Heyecanlı bir karar ve heyecanlı bir bekleyişti. Muhteşemdi. Yıllar yıllar sonra çocukluğumun en masal şehrinde, "Benim Kars'ım"da olmak... Kelimelerimin lento, beton, kolon, asmolen, tabliye gibi kelimelerle yer değiştirdiği uzun bir emek sürecinin son virajını dönerken bir nefes anı için, yenilenmek için bundan daha istekli, bundan daha mutluluk verici bir seçim olamazdı. Kars, tam da Cemal Süreya'nın Paris'teyken ve de kendisini hiç görmemişken yazdığı şiir gibi, özlemi soluklu, kavuşması her daim muhteşem şehir. Damarlarında taaaa çocukluktan beri trenler dolaşan bi adam. Şahane bir yol arkadaşı. Derece eksi 36!

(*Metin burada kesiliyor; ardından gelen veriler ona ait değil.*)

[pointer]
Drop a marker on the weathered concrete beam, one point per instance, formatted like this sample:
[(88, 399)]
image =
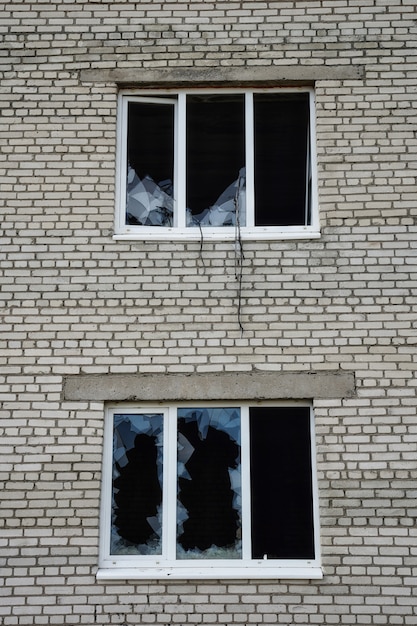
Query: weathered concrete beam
[(230, 386), (215, 76)]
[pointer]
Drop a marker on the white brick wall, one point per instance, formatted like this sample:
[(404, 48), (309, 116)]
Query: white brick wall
[(73, 300)]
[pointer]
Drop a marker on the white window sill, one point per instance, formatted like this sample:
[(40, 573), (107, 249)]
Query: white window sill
[(187, 573)]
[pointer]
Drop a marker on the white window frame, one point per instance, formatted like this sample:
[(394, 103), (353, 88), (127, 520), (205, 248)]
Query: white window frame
[(180, 230), (166, 566)]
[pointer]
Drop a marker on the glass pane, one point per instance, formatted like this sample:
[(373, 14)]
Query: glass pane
[(281, 483), (216, 179), (137, 484), (282, 159), (150, 151), (209, 524)]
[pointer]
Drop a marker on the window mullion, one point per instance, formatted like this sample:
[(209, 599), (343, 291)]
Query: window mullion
[(180, 161), (246, 495)]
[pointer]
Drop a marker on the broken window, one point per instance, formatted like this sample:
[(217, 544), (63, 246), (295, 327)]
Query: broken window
[(205, 486), (137, 484), (201, 162)]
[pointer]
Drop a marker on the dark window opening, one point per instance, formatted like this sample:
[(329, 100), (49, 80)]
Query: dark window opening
[(281, 483), (215, 149), (150, 168)]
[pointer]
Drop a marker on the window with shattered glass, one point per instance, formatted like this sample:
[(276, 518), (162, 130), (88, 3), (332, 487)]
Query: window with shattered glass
[(202, 163), (206, 486)]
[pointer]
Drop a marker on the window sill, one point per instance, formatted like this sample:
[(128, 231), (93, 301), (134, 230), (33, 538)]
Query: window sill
[(177, 234), (218, 573)]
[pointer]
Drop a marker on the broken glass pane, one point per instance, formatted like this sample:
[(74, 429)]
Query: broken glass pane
[(150, 152), (209, 524), (137, 484), (215, 160)]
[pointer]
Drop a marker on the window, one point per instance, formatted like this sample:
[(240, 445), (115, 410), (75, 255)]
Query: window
[(209, 490), (209, 164)]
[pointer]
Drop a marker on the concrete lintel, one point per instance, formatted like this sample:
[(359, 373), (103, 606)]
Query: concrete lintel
[(222, 386), (215, 76)]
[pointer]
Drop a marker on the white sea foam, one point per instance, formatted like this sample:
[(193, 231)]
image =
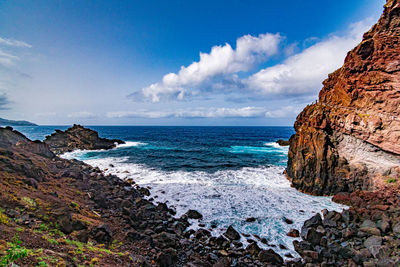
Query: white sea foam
[(273, 144), (130, 144), (228, 197)]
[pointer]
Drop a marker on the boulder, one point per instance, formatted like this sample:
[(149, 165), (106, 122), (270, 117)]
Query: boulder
[(232, 234)]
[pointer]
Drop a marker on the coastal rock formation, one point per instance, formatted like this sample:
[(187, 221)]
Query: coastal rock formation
[(350, 138), (367, 234), (78, 137), (59, 212)]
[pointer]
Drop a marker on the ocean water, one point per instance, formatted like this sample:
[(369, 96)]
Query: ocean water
[(226, 173)]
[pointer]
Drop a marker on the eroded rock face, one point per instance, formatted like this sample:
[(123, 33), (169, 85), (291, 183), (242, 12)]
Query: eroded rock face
[(78, 137), (350, 138)]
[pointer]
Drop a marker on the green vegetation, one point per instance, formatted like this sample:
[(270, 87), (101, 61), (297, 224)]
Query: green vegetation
[(391, 180), (29, 202), (14, 252), (3, 217)]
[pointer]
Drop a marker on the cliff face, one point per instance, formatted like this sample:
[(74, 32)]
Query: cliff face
[(78, 137), (350, 138)]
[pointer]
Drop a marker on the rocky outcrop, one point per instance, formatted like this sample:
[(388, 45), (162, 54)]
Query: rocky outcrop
[(78, 137), (350, 138), (367, 234), (67, 213)]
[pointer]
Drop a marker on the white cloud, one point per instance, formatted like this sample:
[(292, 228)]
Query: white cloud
[(304, 72), (81, 115), (222, 60), (15, 43), (8, 58), (299, 74), (244, 112)]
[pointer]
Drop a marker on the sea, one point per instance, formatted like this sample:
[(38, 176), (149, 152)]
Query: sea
[(228, 174)]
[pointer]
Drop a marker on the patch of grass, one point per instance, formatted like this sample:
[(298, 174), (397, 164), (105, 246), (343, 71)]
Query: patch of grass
[(74, 205), (43, 227), (3, 217), (77, 244), (29, 202), (50, 240), (391, 180), (14, 252), (42, 264)]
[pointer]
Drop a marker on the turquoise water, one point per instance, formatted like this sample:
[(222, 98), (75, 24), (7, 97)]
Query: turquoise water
[(226, 173)]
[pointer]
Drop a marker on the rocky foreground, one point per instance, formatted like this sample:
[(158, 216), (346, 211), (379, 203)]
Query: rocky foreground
[(350, 139), (348, 144), (78, 137), (58, 212)]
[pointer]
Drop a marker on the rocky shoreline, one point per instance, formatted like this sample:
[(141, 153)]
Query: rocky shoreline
[(73, 214), (349, 139), (347, 145), (73, 210)]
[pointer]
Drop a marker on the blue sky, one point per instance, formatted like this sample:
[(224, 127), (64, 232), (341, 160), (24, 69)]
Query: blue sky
[(139, 62)]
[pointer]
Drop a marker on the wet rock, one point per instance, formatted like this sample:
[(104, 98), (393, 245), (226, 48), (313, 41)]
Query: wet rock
[(164, 240), (288, 221), (253, 249), (270, 256), (396, 228), (251, 219), (167, 257), (82, 236), (313, 221), (102, 234), (311, 235), (232, 234), (371, 230), (223, 262), (293, 233), (373, 241), (283, 142), (194, 214), (383, 225)]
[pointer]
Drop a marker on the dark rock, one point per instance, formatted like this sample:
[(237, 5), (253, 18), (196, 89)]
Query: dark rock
[(288, 221), (232, 234), (283, 142), (253, 249), (313, 221), (167, 257), (293, 233), (373, 241), (102, 234), (194, 214), (251, 219), (78, 137), (270, 256)]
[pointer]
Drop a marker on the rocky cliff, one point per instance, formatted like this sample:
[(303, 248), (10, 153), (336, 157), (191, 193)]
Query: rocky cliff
[(350, 138), (78, 137), (58, 212)]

Önce bilet almak gerek, yataklı vagonda oda sayısı sınırlı, on'da bir şansınız var. Üstelik bileti, seçtiğiniz tarihe en erken bir ay kala alabiliyorsunuz. TCDD, gerekçesi ne ise böyle bir periyot belirlemiş. İlk anda bir tane yataklı vagonu satışa sunuyor.  Bu da "Ya bir grup kapatırsa!" korkusu yaşatıyor. O vagon dolduktan sonra talebe göre son anda bir vagon daha ilave ediyor ama başlangıçta siz bunu bilmiyorsunuz. O nedenle sürekli bi takip hali var ki eğlenceli bile geliyor insana. Kars yolu çocukça bir sevinç sonuçta. Değiyor.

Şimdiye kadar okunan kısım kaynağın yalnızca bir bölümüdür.